# Plotting Weather Patterns

An NOAA dataset has been stored in the file `fb441e62df2d58994928907a91895ec62c2c42e6cd075c2700843b89.csv`. The data comes from a subset of The National Centers for Environmental Information (NCEI) [Daily Global Historical Climatology Network](https://www1.ncdc.noaa.gov/pub/data/ghcn/daily/readme.txt) (GHCN-Daily). The GHCN-Daily is comprised of daily climate records from thousands of land surface stations across the globe.

Each row in the datafile corresponds to a single observation.

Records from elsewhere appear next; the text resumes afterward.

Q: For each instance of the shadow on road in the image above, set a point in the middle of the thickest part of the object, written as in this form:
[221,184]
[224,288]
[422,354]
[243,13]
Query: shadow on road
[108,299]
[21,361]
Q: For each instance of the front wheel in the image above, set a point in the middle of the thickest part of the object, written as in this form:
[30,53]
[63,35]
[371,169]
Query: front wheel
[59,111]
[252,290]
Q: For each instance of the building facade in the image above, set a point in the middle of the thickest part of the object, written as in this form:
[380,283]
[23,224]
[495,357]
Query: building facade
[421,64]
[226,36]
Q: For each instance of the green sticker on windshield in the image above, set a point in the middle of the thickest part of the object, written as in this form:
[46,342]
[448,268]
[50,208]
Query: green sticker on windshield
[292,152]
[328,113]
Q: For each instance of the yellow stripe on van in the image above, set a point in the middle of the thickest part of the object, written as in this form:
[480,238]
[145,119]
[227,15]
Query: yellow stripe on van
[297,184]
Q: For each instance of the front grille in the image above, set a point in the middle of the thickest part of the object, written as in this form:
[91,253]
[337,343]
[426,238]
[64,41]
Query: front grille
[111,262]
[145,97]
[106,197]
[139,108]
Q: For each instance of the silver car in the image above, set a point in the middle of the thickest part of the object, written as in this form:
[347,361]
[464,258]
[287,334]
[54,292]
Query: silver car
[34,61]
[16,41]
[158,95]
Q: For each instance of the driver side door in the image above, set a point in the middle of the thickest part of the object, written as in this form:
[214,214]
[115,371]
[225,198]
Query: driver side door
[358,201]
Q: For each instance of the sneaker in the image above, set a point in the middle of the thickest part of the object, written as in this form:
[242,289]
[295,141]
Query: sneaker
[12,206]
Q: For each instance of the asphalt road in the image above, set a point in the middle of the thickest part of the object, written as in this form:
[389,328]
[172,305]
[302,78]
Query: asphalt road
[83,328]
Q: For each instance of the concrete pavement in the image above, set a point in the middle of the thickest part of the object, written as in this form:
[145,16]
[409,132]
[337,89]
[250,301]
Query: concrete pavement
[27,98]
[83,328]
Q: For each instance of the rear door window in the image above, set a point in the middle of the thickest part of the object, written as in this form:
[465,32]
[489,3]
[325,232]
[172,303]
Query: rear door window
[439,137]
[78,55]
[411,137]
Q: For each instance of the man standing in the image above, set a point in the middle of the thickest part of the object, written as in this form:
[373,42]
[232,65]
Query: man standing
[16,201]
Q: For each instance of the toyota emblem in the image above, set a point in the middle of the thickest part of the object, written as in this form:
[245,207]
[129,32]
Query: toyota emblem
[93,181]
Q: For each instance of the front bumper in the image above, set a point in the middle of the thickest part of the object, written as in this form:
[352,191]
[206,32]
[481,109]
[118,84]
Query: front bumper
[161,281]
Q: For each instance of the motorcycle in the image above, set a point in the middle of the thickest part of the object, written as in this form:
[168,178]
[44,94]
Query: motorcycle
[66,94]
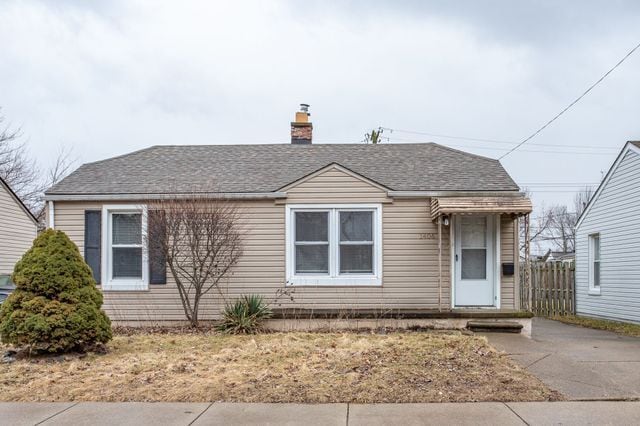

The following variables are provided:

* **id** : station identification code
* **date** : date in YYYY-MM-DD format (e.g. 2012-01-24 = January 24, 2012)
* **element** : indicator of element type
    * TMAX : Maximum temperature (tenths of degrees C)
    * TMIN : Minimum temperature (tenths of degrees C)
* **value** : data value for element (tenths of degrees C)

Tasks:

1. Write some python code which returns a line graph of the record high and record low temperatures by day of the year over the period 2005-2014. The area between the record high and record low temperatures for each day should be shaded.
2. Overlay a scatter of the 2015 data for any points (highs and lows) for which the ten year record (2005-2014) record high or record low was broken in 2015.
3. Watch out for leap days (i.e. February 29th), it is reasonable to remove these points from the dataset for the purpose of this visualization.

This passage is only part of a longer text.